The hubby wasn't at all happy about this when I told him, but it's out of our control and not our life, so we just sit back and watch as things develop. But whenever the subject would come up he would just bemoan how hard things would be for her and how it hurt him to know she wasn't doing well. I just take it in stride, because I know and understand from personal experience how the notion of family in this modern era is nowhere near what it was when he was young. Dysfunction is a given now. Instead, I just try to be nice. So I made up a couple of cute Easter purses to bring with me on my trip out. (I have a niece from each of my sister, BTW. This is only tangentially important.)
Now of course I have to make a call out to the fam to let them know I'm flying into town. I talk to my other sister, the usual chatty-chatty shit, and finally get around to asking her how often said niece comes around for a visit. It turns out that it's never. Not because her father is being a shit or anything, but that she's moved out of state to be with her mother. Well now, isn't that an interesting turn of events? This means I have to break into the box I was sending to Cali and take her version of the Easter purse out so I can send it separate to South Carolina. No address though, and like a bad little procrastinator I didn't call to get it until the day of my flight out. We'll skip the mildly amusing middle part of the story (except I must relate that my nephew - being the niece in question's older half-brother - sounds like a full on bubba now - it's hilarious!) and cut to my sister calling me while we're driving to the airport. It turns out that she loves it out there. Loves her job, loves her house, loves the area - just perfectly pleased to be where she is. Wonderful. I'm ecstatic. But still nothing about the niece situation. (Although it's not like I can have a lengthy conversation while I'm driving.)

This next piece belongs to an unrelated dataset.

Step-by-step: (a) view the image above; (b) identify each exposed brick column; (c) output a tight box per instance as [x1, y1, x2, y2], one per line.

Cut to me, at my mom's house, earlier this day. I'm telling her bits and pieces of the above, and she fills me in on the finer details. It turns out that the only reason my niece stayed back in Cali with her daddy is because he put a guilt trip on her about how he would be all alone if she left. The situation she ended up in with him was as bad as - no in fact it was most certainly worse than where she was before. And now he's being all pissy about the fact that she doesn't call him (he can't call her, cuz he has no long distance) when all he ever does when they do talk is put more guilt bullshit on her. Damn! The girl ain't even in her teens yet. So fuck that guy.
It turns out that she's doing well now with her mother. She's getting good grades in school. She's getting attention and dogs to play with. I have a feeling if she can get past some of the troubling inconveniences of her childhood she might find some of those inconveniences amusing in the long run. In any case, I'm just glad to hear that she is happy.